Résumés
Résumé
Les anglophones du Québec ont toujours constitué une minorité démographique. Or, ce n’est que dans les années 1970 que ce groupe commence à se percevoir comme une minorité linguistique. Alors que la « communauté » anglophone continue aujourd’hui de faire partie des « référents imaginés » du Québec, qu’en est-il exactement des acteurs sociaux qui la composent et qui contribuent eux aussi à la construction du social et des identités québécoises? L’école de langue anglaise, constituant l’un des principaux vecteurs permettant la préservation (ou la création) d’un sentiment d’appartenance au groupe anglophone, remplit-elle ce rôle de socialisation à une appartenance collective? Par une approche constructiviste et interactionniste de la formation des identités, cet article traite du rôle de l’école de langue anglaise dans le processus de construction identitaire des jeunes adultes. Il porte spécifiquement sur la formation de l’identité chez les jeunes adultes qui ont effectué une « traversée des frontières scolaires » – chez les jeunes qui sont passés de l’école secondaire anglaise vers l’université francophone. Par une analyse de 10 entretiens qualitatifs, nous abordons l’expérience sociale et identitaire que retiennent les jeunes issus de l’école anglaise après avoir effectué une mobilité linguistique scolaire, c’est-à-dire après leur passage de l’école anglaise vers l’université francophone (et donc vers de nouveaux rapports d’altérité).
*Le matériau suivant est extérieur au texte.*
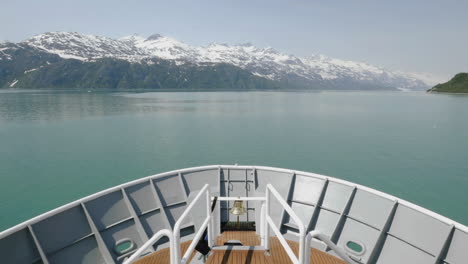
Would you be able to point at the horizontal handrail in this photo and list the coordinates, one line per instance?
(292, 214)
(208, 222)
(322, 237)
(251, 198)
(149, 243)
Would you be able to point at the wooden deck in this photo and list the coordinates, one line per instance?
(248, 238)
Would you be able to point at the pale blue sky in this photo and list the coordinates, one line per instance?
(418, 36)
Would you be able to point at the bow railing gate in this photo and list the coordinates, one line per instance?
(266, 223)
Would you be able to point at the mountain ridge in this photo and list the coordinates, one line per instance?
(458, 84)
(314, 72)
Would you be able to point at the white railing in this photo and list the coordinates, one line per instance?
(207, 223)
(150, 243)
(268, 223)
(325, 239)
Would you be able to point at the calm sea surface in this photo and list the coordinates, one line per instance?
(56, 147)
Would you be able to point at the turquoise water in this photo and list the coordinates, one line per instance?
(56, 147)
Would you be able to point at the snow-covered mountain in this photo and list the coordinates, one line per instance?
(315, 71)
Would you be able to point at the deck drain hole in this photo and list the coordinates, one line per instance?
(355, 247)
(124, 246)
(233, 243)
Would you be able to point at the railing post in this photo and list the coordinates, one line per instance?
(176, 256)
(302, 249)
(262, 224)
(266, 229)
(210, 224)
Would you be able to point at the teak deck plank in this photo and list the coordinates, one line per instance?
(248, 238)
(163, 256)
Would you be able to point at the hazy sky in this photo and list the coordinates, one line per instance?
(417, 36)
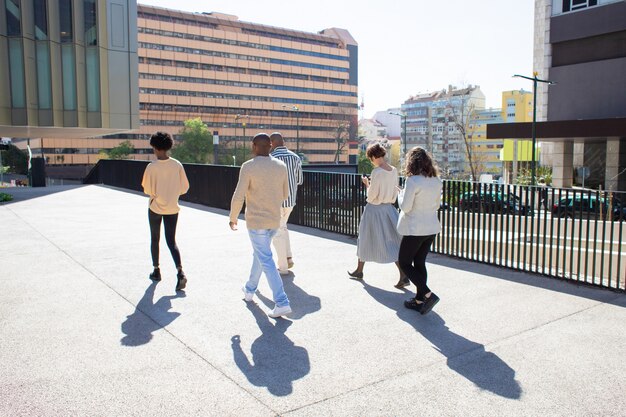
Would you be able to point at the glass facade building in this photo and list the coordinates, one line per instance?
(71, 69)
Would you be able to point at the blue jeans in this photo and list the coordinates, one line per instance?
(261, 240)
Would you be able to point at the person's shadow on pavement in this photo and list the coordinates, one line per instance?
(301, 302)
(148, 317)
(276, 361)
(469, 359)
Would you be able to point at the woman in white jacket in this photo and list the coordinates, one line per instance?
(379, 240)
(418, 224)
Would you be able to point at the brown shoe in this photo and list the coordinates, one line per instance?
(403, 282)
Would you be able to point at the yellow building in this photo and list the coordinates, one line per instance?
(516, 154)
(240, 78)
(501, 156)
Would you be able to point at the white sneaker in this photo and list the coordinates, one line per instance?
(280, 311)
(247, 295)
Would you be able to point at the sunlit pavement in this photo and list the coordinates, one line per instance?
(83, 331)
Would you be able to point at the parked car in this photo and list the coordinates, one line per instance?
(493, 202)
(588, 206)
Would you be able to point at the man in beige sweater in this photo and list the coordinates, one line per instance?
(263, 185)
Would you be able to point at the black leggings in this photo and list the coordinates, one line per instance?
(169, 220)
(412, 260)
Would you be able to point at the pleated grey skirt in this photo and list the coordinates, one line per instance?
(378, 240)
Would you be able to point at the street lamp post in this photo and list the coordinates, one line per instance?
(403, 120)
(243, 125)
(535, 80)
(297, 110)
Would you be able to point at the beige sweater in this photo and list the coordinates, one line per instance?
(263, 185)
(164, 181)
(383, 186)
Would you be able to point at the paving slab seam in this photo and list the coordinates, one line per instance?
(459, 355)
(189, 348)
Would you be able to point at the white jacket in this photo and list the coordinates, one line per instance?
(419, 201)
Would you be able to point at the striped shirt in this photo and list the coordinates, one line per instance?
(294, 172)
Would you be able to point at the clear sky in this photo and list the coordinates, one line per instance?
(408, 46)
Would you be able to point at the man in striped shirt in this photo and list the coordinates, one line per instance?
(294, 173)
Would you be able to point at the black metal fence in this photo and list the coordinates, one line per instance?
(563, 233)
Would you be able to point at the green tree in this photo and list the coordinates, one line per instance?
(365, 165)
(196, 144)
(15, 159)
(121, 151)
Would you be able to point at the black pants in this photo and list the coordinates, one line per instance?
(412, 260)
(169, 220)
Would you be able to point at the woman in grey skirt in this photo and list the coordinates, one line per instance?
(379, 240)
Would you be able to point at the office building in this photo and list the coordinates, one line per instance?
(69, 70)
(240, 78)
(581, 120)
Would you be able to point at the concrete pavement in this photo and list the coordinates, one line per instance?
(84, 332)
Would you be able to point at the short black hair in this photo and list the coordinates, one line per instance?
(261, 137)
(162, 141)
(375, 150)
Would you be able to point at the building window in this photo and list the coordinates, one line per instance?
(14, 18)
(68, 61)
(44, 85)
(91, 28)
(41, 20)
(572, 5)
(16, 69)
(92, 69)
(65, 21)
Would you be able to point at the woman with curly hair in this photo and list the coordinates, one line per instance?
(419, 224)
(378, 239)
(164, 180)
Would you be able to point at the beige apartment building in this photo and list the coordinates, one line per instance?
(240, 78)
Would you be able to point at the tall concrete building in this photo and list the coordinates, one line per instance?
(434, 121)
(69, 69)
(581, 46)
(239, 78)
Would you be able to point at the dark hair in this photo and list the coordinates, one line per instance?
(162, 141)
(375, 151)
(261, 137)
(276, 135)
(419, 162)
Le principal résultat de recherche est le suivant : l’expérience de l’école de langue anglaise dans un Québec majoritairement francophone constituera toujours, chez les jeunes que nous avons interrogés, un repère de leur construction identitaire – un repère duquel ils se rapprocheront ou se distancieront au cours de leur trajectoire biographique.
Abstract
Quebec anglophones have always been a demographic minority, but it was only during the 1970s that they began to perceive themselves as a linguistic minority. While the English “community” continues to be one of the basic components of the “Quebec image”, who exactly are the social actors who make it up and who contribute to the construction of Quebec society and identity? Do Quebec English schools, one of the principal vehicles that allow the perpetuation (or the creation) of a sense of belonging, fulfil a role as socializers in the construction of a collective consciousness? Using a constructivist and interactional approach to the formation of identity, this article looks at the role of English schools in young adults’ identity construction. More specifically, it concentrates on the formation of an identity of young adults who have “crossed academic boundaries”, that is, who have gone from English secondary education to university in French. We analyze, through ten in-depth, the social and identity experiences of young people who have gone through the English school system and have opted for linguistic academic mobility, that is, from English secondary schooling to a French university (and thus toward a new experience of differences). The preliminary conclusions indicate that the experience of English schooling within the context of a French speaking majority in Quebec acts as a frame of reference for the young people we interviewed, which is invoked more or less often according to their life choices.